Rising rates of eviction and other forms of housing insecurity in the last several decades are hypothesized underlying drivers of the overdose epidemic and especially its racially inequitable impacts, yet the policy response to the epidemic has primarily focused downstream. There is a dearth of research on the effects of housing policies on overdoses, limiting the ability to implement evidence-based policy in this area. Over the course of the 2000s and 2010s, U.S. states experimented with several eviction-limited policies, including disallowing evictions processed in small claims court (as opposed to regular state court) and prohibiting landlord retaliation in response to a tenant pre-emptively resisting eviction. We propose to evaluate effects of these two policies on overdose deaths, overall and by race, ethnicity, and type of substance (opioid vs. stimulant) involved. We will use CDC vital statistics data on overdose deaths, along with novel difference-in-differences estimators developed by the principal investigator, which can properly adjust for time-varying covariates possibly affected by earlier exposure (one likely such covariate in this setting is state-level eviction rates). As pandemic-era eviction protection policies expire or are rolled back, eviction rates have increased, and governments are increasingly considering eviction-limiting legislation. Thus, the proposed research has the potential to support advocacy efforts and inform evidence-based decisions in this area.

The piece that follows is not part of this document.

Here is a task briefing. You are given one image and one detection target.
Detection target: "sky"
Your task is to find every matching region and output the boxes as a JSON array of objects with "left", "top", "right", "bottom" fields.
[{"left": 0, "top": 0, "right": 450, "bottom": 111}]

Audrey Renson, MPH, PhD, is an assistant professor of epidemiology in NYU Langone’s Department of Population Health. She is 100 percent funded by Beyond Bridges, a multisectoral partnership to develop a community-clinical linkage model to improve population health and health equity in Brooklyn. Her work in Beyond Bridges involves evaluating the causal effects of community health worker interventions and other efforts to address the social determinants of health within healthcare. Her research also involves developing new causal inference methods at the intersection of econometrics and epidemiology, and applying these approaches to estimating effects of social policies on population health and health equity. Prior to joining NYU Langone, Dr. Renson completed her PhD in epidemiology (minor in biostatistics) at UNC-Chapel Hill, where her dissertation focused on advancing difference-in-differences methods and estimating effects of minimum wages on racial inequities in cardiovascular disease.